Reklama

Jestem mamą uczennicy trzeciej klasy szkoły podstawowej. Na pierwszym zebraniu pani nam przekazała wiadomość o planowanej wycieczce, na początku października, ale płatność jeszcze we wrześniu. Dwudniowy wyjazd, nocleg w ośrodku turystycznym, zwiedzanie muzeum, park linowy, ognisko. Brzmi pięknie, prawda? Problem w tym, że koszt to 500 zł od dziecka.

Reklama

Moja córka, gdy tylko usłyszała o planach, od razu była zachwycona. W oczach pojawił się błysk, zaczęła opowiadać, jak bardzo chciałaby pojechać. A ja w tym czasie liczyłam w głowie rachunki: czynsz, prąd, zakupy spożywcze, leki.
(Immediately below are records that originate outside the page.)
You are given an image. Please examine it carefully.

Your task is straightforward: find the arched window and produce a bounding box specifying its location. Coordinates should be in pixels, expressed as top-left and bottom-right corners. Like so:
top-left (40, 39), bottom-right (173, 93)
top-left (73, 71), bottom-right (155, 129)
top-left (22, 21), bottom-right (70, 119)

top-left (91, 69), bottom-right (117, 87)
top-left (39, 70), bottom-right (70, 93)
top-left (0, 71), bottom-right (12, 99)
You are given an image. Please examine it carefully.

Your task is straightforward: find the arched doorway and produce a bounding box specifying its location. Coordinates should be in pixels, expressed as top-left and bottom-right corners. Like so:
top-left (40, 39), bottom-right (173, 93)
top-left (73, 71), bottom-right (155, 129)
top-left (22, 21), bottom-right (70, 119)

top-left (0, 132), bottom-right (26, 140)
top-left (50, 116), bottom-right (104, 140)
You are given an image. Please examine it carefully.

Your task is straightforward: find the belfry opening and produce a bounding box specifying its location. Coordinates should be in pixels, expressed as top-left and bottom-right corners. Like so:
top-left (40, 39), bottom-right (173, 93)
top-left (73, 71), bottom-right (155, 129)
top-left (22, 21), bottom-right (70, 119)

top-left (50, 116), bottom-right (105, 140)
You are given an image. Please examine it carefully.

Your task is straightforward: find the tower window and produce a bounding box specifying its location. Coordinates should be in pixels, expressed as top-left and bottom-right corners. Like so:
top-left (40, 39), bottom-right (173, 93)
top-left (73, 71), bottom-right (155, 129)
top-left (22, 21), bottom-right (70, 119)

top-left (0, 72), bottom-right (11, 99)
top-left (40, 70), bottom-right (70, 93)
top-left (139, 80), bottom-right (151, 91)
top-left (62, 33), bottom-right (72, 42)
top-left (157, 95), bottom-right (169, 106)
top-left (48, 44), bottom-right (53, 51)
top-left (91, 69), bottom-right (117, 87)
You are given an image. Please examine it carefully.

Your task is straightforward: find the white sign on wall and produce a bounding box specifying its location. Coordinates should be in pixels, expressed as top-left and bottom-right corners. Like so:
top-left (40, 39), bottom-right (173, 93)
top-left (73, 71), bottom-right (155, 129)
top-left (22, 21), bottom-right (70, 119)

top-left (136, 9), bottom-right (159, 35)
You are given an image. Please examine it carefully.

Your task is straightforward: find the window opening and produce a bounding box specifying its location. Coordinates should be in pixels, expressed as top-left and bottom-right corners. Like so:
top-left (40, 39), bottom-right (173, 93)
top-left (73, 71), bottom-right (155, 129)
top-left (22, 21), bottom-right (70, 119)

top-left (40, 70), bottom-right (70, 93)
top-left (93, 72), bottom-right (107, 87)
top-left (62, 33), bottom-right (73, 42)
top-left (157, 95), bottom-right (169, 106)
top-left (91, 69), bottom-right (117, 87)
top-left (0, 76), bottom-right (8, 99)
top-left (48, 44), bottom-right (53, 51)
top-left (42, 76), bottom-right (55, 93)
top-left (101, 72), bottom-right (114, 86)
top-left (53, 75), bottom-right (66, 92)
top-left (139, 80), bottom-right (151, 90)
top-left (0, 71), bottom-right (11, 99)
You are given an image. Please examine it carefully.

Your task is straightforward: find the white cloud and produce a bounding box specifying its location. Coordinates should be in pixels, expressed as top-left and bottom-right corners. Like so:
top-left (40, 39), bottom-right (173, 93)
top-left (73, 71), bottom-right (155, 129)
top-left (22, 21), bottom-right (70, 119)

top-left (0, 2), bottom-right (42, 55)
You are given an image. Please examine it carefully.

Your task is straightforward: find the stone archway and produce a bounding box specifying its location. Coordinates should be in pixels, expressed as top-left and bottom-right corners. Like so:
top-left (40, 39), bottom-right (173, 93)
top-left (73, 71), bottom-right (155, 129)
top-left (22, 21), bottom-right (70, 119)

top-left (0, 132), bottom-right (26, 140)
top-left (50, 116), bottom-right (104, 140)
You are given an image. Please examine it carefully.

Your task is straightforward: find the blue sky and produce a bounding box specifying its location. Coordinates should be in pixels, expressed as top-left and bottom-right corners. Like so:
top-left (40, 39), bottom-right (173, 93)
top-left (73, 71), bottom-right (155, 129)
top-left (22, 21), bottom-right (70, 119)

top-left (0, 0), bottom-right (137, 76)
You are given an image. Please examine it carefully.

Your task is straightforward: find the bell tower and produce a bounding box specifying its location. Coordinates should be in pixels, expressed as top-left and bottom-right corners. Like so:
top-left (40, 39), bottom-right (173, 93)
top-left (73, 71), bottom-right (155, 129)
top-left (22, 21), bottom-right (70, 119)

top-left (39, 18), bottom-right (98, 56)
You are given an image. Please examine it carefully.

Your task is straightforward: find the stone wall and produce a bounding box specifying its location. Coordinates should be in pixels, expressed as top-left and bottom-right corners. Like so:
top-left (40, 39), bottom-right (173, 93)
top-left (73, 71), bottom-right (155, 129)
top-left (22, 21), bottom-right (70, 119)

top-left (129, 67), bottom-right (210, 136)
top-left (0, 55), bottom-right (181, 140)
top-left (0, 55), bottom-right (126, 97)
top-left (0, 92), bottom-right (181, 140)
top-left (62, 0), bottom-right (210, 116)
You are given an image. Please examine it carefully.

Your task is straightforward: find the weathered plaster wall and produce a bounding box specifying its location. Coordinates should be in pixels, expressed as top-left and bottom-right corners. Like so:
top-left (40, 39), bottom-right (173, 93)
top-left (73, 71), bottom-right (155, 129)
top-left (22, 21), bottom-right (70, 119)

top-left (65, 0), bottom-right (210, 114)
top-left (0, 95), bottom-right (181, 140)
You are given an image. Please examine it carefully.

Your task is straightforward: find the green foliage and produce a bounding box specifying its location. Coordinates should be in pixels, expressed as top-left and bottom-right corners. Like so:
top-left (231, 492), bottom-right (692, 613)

Gdzie w tym wszystkim znaleźć pół tysiąca, które trzeba wpłacić w ciągu kilku dni? I to nie licząc kieszonkowego, które pewnie też będzie chciała zabrać.

Nie każdy może sobie pozwolić

Najgorsze w tym wszystkim jest to, że dziecko w tym wieku nie rozumie, że rodzice mogą zwyczajnie nie mieć pieniędzy. Ona widzi tylko rówieśników, którzy rozmawiają o wyjeździe i snują plany. Już teraz boję się dnia, w którym trzeba będzie powiedzieć, że być może nie pojedzie.

Kiedyś wycieczki szkolne były bardziej „na każdą kieszeń”. Jednodniowe wyjazdy, kosztujące 70 czy 100 zł, nie stanowiły takiego problemu. Teraz mam wrażenie, że szkoła działa według zasady „im drożej, tym lepiej”. Organizatorzy prześcigają się w atrakcjach, ale czy ktoś jeszcze myśli o tym, że nie wszystkie rodziny śpią na pieniądzach?

W naszej klasie nie ja jedna mam takie wątpliwości. W kuluarach, przy odbieraniu dzieci, słychać szepty rodziców: „Za drogo”, „Nie dam rady”, „Nie wiem, co zrobić”. Ale nikt nie mówi tego głośno, bo przecież nie chcemy, żeby nasze dzieci czuły się gorsze.

Potrzebny zdrowy rozsądek

Nie twierdzę, że wycieczki są złe. Wręcz przeciwnie – wspomnienia z takich wyjazdów zostają na całe życie. Ale mam wrażenie, że szkoły zapominają o podstawowym fakcie: nie wszystkie rodziny mają takie same możliwości finansowe. Dla niektórych 500 zł to równowartość tygodniowych zakupów albo połowa pensji, jeśli ktoś pracuje dorywczo.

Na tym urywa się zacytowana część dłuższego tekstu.